Start zum Himmelgeister Brückenlauf 2026 (THB). Foto; Himmelgeister Brückenlauf (THB).
Beim 20. Himmelgeister Brückenlauf im Düsseldorfer Süden haben 918 Läuferinnen und Läufer das Ziel erreicht – so viele wie nie zuvor. Die Veranstaltung, die längst Kultstatus in der regionalen Laufszene genießt, ist die einzige Sportveranstaltung, die gleichermaßen auf Düsseldorfer und Neusser Stadtgebiet stattfindet. Der Halbmarathon führt über 21,1 Kilometer auf einem flachen, asphaltierten Rundkurs über die Fleher Brücke, den Neusser Yachthafen und die Südbrücke entlang des Rheins – Start und Ziel liegen in Himmelgeist.
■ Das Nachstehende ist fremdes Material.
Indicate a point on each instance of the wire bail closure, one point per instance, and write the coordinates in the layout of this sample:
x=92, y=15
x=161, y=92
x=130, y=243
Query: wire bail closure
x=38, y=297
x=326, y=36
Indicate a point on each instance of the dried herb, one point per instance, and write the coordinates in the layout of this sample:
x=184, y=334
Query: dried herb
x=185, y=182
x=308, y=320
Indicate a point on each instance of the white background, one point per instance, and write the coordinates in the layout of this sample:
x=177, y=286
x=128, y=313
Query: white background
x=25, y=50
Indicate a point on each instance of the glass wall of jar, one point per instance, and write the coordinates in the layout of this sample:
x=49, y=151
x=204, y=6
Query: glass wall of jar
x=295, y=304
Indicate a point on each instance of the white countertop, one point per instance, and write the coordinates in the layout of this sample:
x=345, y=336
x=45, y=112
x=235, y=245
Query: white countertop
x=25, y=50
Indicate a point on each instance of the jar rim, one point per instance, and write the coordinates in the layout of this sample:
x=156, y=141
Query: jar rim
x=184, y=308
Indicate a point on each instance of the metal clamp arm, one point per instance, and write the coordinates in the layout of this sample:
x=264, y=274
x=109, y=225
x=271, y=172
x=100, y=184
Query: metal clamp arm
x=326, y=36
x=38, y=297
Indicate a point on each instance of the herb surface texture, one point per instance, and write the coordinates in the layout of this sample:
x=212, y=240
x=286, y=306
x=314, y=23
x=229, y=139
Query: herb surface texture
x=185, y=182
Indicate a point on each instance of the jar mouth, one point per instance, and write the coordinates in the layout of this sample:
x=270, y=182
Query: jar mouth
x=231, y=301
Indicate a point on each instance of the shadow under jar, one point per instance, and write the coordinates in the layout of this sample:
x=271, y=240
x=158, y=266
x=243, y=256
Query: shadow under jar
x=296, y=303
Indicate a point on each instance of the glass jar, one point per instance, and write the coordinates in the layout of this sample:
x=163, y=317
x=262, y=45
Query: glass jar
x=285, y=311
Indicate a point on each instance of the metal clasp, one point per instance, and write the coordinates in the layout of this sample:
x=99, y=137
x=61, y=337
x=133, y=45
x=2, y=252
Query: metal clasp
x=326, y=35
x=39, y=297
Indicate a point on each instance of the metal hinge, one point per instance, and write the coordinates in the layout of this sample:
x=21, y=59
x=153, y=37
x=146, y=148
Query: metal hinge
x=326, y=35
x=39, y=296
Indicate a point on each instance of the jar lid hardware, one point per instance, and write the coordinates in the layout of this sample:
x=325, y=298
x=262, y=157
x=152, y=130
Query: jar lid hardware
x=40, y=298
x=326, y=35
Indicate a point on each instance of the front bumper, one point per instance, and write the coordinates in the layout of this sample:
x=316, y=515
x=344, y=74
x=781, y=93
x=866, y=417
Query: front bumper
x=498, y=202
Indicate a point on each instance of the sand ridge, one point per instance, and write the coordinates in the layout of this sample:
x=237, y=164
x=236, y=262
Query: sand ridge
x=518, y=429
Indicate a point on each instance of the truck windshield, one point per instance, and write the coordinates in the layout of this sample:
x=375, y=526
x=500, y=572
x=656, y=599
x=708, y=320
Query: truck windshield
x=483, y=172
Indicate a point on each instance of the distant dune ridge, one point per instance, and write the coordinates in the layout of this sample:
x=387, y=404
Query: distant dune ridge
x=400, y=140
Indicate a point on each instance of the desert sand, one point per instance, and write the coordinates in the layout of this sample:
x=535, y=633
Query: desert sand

Ausgerichtet wird der Lauf von Fortuna Düsseldorf 1895 e.V. (Lauf- und Triathlonabteilung) gemeinsam mit dem Team Himmelgeister Brückenlauf (THB). Bereits einige Wochen vor dem Startschuss waren alle Startnummern vergriffen. Da erfahrungsgemäß viele Angemeldete am Lauftag dann doch nicht antreten, hatten die Veranstalter ausdrücklich darum gebeten, nicht benötigte Startplätze kostenlos weiterzugeben. So konnten Interessenten von der Warteliste noch kurzfristig nachrücken – ein Appell, dem viele Teilnehmer folgten. Das Interesse war in diesem Jahr besonders groß, weil das Organisationsteam angekündigt hatte, nach dem Jubiläumslauf zurückzutreten.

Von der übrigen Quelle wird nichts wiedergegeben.